Neither campaign particularly fits the first description – very few policies were proposed by either candidate that could be considered outside of their respective parties’ status quo (which some regard as a significant mistake by Harris). The second description suggests that any persuasive effect under normal circumstances would happen long before the election and decay by the election as voters become more inundated with media. However, even if initial effects decay by Election Day, a higher performance in early polling sparked by initial persuasion might have spurred greater momentum. The Trump campaign had this opportunity to convince voters even up to four years ahead of time, while the Harris campaign lacked the chance to do the same earlier than a couple months out from Election Day. Subscribing to this theory, the Trump campaign may have had a momentum-building effect early on, but the Harris campaign may not have.
The authors also mention that being overly inundated with political messaging decreases the effect of a given piece of messaging, suggesting that the overwhelmed Pennsylvanians in Erie County and elsewhere may have become impervious to campaign messaging altogether. These factors all decreased Harris’ ability to run a successful insurgent campaign.

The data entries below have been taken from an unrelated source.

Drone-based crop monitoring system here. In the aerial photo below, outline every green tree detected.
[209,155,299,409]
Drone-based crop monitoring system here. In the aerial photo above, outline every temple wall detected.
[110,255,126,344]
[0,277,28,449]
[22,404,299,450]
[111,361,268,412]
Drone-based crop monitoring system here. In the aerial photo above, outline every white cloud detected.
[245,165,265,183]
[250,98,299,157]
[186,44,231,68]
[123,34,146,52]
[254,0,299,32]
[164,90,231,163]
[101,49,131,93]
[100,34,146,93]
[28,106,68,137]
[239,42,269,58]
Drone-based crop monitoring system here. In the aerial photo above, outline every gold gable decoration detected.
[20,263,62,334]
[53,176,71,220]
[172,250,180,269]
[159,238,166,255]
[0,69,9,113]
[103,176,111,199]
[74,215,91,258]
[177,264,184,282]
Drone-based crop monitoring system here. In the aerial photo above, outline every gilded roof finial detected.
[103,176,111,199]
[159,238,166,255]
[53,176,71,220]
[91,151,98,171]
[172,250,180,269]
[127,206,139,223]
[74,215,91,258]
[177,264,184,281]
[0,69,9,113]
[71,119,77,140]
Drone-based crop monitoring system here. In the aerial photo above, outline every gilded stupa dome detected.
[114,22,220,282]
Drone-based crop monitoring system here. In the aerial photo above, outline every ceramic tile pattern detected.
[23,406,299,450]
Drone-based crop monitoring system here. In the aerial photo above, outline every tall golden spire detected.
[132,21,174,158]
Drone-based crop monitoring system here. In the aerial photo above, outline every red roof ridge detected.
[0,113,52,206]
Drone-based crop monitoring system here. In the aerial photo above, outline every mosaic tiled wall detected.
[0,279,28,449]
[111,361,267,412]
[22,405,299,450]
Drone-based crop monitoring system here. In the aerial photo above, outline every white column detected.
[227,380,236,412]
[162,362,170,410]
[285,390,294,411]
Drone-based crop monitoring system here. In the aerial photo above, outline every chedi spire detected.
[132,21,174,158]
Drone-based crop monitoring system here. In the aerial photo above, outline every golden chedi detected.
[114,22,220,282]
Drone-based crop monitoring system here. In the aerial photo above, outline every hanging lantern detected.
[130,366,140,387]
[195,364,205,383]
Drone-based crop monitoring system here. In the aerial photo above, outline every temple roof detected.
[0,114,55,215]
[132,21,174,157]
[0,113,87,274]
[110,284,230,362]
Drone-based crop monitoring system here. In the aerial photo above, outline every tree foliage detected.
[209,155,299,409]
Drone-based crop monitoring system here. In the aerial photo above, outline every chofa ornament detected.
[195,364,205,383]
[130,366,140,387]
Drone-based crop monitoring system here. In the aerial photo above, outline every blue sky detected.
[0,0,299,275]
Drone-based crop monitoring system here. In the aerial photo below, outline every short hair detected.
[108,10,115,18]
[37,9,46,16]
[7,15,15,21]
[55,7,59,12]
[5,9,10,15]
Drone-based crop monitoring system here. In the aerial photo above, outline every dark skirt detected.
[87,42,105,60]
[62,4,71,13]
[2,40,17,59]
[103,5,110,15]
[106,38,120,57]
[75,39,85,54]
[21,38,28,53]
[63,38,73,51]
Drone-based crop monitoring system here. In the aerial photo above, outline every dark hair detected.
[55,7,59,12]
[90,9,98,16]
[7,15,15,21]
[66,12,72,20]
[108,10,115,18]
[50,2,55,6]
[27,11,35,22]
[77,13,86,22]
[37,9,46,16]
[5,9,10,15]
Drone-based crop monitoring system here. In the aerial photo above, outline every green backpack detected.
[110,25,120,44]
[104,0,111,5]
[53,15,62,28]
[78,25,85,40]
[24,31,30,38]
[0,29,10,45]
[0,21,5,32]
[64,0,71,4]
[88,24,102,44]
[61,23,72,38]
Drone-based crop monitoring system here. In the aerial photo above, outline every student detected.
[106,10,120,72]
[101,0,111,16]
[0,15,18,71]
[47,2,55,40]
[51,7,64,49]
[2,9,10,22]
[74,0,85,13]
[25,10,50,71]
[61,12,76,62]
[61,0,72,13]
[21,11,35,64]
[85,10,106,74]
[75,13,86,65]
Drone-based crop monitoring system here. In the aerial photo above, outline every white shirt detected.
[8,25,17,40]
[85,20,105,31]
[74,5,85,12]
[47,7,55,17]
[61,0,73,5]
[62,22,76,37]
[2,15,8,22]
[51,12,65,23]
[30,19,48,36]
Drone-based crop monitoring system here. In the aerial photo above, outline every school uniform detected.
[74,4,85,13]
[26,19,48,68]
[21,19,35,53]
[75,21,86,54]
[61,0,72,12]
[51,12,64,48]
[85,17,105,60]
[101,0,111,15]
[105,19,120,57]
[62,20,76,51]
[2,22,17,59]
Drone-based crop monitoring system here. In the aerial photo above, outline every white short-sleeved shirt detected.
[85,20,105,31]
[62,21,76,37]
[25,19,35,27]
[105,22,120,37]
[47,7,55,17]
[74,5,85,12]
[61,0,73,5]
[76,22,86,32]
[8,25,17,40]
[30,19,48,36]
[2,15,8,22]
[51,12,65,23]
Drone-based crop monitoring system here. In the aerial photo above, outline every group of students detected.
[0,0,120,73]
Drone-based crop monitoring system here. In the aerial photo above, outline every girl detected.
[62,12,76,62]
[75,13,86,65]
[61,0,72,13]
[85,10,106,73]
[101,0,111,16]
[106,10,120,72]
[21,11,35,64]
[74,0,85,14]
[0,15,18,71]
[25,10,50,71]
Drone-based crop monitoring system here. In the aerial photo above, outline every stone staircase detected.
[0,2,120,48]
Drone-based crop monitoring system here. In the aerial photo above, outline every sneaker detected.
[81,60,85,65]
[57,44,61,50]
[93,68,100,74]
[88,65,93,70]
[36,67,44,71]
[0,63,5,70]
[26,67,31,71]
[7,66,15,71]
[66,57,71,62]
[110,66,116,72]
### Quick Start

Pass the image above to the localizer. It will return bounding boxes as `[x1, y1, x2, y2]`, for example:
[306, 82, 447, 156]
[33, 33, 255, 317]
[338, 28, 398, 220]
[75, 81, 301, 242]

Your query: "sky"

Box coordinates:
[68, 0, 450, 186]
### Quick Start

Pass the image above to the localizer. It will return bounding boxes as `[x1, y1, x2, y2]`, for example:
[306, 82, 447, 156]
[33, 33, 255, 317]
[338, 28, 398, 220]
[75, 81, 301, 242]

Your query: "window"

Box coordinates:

Meanwhile, the Siena polls (https://www.nytimes.com/2024/11/03/us/politics/harris-trump-times-siena-poll.html) still showed the candidates neck and neck in Pennsylvania up until the end. Towards the final stretch of the campaign process, Elon Musk offered a $1 million lottery open to supporters of him and Trump who registered to vote in Pennsylvania. This was challenged but upheld in court, with the defense arguing that winners were “paid spokespeople” (https://apnews.com/article/musk-million-sweepstakes-lottery-pennsylvania-krasner-4f683c48eb7dcc57f183e54ef16e7320). The effect of this could have been to incentivize registration among Trump supporters, and with such close margins in the state.

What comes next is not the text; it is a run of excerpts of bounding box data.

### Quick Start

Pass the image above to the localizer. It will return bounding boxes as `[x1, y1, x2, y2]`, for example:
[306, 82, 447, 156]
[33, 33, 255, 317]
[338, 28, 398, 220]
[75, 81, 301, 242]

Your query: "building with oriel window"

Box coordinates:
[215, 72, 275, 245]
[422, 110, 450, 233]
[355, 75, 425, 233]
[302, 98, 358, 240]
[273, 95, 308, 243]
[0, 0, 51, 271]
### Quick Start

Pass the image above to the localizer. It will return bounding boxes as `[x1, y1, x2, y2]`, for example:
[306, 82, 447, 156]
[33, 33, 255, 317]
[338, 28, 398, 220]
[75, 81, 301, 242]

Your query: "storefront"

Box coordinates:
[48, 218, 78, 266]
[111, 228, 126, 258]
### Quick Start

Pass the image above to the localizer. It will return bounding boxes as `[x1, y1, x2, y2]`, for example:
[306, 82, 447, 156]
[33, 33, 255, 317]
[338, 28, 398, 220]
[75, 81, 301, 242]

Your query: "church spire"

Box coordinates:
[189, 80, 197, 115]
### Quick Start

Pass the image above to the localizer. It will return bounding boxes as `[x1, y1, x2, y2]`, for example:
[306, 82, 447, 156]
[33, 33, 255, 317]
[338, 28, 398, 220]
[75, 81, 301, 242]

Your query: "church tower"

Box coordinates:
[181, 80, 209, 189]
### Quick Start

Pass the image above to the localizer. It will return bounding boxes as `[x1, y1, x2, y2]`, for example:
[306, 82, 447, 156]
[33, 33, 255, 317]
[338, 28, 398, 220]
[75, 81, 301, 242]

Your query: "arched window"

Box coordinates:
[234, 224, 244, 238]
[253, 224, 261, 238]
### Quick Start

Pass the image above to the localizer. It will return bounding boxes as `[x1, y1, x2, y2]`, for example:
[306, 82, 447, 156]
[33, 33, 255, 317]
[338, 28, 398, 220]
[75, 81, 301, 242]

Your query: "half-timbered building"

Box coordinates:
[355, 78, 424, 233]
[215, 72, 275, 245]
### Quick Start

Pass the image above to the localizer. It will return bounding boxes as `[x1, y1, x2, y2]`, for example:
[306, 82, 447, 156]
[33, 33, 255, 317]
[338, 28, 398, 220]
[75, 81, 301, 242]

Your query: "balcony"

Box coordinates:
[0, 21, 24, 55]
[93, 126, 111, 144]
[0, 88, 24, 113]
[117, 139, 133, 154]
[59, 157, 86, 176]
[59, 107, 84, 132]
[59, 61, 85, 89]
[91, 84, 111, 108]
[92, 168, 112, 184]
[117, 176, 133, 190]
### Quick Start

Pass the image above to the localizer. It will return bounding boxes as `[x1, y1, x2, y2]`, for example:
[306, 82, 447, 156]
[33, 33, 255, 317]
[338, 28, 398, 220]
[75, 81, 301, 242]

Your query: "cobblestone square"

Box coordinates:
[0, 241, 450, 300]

Down ballot, three-time incumbent Senator Bob Casey met a similar fate as Harris – in the closest Senate election nationwide, he was narrowly defeated by a Republican challenger. At the same time, the Democrats in Pennsylvania’s state senate succeeded at retaining their majority. One article (https://www.wesa.fm/politics-government/2024-12-06/pa-democrats-down-ballot) looks into PA state legislature Democratic successes and their differences from federal campaigns. State-legislature candidates talked about diverging on messaging and taking a stronger economic-populist stance than the federal candidates did. However, the article does mention that incumbent Senator Casey also ran on an economic populist message and still narrowly lost. If we take the state legislators’ central argument that the messaging was not economic enough, we see that it goes against Vavreck’s notion of an insurgent, non-economic campaign as necessary for the incumbent party in a bad economy.

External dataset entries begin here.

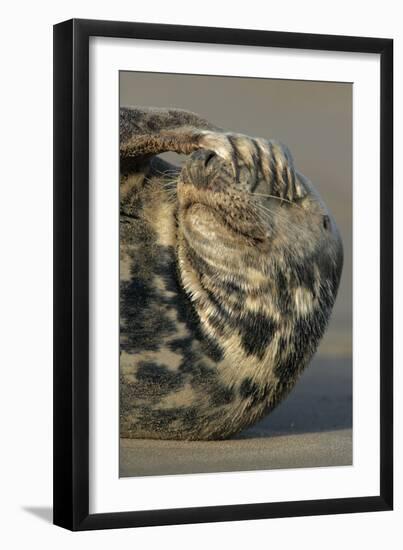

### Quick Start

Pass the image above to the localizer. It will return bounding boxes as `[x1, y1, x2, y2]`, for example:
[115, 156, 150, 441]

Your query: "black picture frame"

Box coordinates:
[54, 19, 393, 531]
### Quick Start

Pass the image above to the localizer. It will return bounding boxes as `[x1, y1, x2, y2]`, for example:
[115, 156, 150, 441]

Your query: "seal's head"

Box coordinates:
[178, 134, 343, 314]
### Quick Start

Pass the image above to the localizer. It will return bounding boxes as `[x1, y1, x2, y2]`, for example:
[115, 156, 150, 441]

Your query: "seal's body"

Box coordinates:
[120, 108, 343, 439]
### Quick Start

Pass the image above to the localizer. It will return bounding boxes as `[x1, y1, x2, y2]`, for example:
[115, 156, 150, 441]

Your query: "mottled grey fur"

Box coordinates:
[120, 108, 343, 439]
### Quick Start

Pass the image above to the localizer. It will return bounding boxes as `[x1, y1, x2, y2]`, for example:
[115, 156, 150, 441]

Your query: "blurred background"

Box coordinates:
[120, 72, 352, 452]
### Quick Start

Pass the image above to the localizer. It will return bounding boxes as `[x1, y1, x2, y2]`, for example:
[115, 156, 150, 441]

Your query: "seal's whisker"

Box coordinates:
[255, 203, 306, 236]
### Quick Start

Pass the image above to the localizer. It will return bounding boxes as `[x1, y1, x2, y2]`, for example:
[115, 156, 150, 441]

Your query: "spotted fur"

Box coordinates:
[120, 108, 343, 439]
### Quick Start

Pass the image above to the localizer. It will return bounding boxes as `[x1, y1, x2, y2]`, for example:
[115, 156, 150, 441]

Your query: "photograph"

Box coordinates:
[116, 71, 353, 478]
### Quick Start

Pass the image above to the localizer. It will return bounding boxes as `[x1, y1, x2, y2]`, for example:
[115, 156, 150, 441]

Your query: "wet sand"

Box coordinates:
[120, 357, 352, 477]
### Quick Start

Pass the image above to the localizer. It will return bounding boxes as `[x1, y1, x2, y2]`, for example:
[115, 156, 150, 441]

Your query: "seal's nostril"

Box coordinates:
[204, 151, 215, 166]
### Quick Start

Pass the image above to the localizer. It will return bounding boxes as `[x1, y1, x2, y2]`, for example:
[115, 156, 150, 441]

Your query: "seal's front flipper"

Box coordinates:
[120, 107, 221, 166]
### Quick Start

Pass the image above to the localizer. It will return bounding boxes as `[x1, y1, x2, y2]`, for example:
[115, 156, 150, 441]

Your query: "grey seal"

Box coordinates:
[120, 107, 343, 440]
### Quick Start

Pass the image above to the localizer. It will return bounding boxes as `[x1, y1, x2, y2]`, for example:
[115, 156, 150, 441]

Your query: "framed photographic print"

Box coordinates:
[54, 20, 393, 530]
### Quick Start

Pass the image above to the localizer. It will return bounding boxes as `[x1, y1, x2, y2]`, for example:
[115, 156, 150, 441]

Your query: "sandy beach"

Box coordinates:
[120, 357, 352, 477]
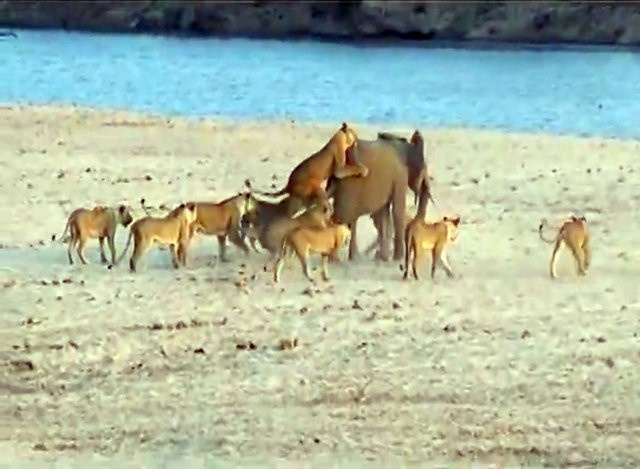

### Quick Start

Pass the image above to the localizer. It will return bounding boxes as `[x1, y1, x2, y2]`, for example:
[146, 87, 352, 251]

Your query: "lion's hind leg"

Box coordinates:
[322, 254, 329, 281]
[273, 244, 289, 283]
[295, 248, 313, 281]
[98, 236, 109, 264]
[169, 243, 184, 269]
[549, 238, 564, 278]
[67, 228, 78, 265]
[567, 238, 587, 275]
[76, 235, 88, 265]
[582, 239, 591, 274]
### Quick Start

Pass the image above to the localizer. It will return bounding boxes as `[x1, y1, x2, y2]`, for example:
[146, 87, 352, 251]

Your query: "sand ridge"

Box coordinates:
[0, 106, 640, 467]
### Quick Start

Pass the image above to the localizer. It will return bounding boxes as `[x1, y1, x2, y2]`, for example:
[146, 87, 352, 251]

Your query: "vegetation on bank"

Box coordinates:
[0, 0, 640, 45]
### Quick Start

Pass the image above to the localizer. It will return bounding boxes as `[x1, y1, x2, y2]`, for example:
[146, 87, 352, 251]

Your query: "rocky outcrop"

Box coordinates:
[0, 0, 640, 45]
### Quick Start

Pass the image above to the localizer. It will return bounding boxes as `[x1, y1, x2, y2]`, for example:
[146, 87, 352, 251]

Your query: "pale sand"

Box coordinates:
[0, 106, 640, 467]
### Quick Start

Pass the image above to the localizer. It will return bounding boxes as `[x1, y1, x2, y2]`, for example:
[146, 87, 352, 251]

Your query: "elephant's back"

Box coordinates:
[333, 140, 407, 223]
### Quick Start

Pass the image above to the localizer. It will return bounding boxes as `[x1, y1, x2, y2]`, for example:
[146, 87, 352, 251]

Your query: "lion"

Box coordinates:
[241, 198, 331, 259]
[403, 216, 460, 280]
[109, 202, 196, 272]
[273, 223, 351, 283]
[140, 192, 257, 262]
[538, 215, 591, 278]
[51, 204, 133, 265]
[245, 122, 369, 215]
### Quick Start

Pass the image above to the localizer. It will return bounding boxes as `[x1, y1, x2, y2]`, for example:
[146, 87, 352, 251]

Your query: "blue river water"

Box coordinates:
[0, 30, 640, 138]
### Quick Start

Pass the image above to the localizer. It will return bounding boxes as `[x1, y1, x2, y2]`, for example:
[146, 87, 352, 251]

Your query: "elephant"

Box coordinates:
[327, 130, 433, 261]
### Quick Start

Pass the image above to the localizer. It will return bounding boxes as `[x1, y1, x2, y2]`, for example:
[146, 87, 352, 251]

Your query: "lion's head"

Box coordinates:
[442, 216, 460, 242]
[117, 204, 133, 228]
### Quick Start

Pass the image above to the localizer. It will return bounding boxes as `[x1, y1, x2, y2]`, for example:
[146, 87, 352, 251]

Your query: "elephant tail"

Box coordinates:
[404, 222, 415, 279]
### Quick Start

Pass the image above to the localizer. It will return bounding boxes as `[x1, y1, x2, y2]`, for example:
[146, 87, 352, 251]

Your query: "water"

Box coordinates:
[0, 30, 640, 138]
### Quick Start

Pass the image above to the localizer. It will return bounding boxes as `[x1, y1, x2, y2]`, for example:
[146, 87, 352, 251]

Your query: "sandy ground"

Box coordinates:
[0, 106, 640, 467]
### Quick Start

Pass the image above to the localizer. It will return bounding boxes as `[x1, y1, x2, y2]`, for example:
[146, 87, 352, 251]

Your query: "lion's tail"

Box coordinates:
[538, 218, 557, 244]
[51, 218, 71, 243]
[404, 223, 413, 278]
[244, 179, 288, 197]
[108, 230, 133, 269]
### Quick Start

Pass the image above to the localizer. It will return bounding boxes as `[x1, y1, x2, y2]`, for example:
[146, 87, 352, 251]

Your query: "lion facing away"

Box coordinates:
[273, 223, 351, 283]
[51, 204, 133, 264]
[403, 216, 460, 280]
[538, 215, 591, 278]
[140, 192, 257, 262]
[241, 195, 331, 258]
[246, 122, 369, 215]
[109, 203, 196, 272]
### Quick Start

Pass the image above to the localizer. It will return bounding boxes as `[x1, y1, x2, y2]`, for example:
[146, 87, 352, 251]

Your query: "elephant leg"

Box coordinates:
[393, 181, 407, 261]
[373, 204, 391, 262]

One might wonder who, if anyone, has successfully run an insurgent campaign. Vavreck’s list of insurgent winners includes Kennedy, Nixon 1968, Carter 1976, and Bush 2000. JFK was sort of a once in a lifetime charismatic candidate, Nixon benefited from infighting by the opposing party, Carter benefited from Nixon’s scandals, and Bush benefited from Clinton’s scandals (although he may have been helped more by Gore’s distancing himself from a still-popular incumbent). In a past world, Harris may have benefited from Trump’s convictions and other scandals, but political scandals no longer have the same effect in the modern day. Running a strong insurgent campaign may have not been possible without more domestic policy issues that could galvanize the Democratic base and persuade undecided voters.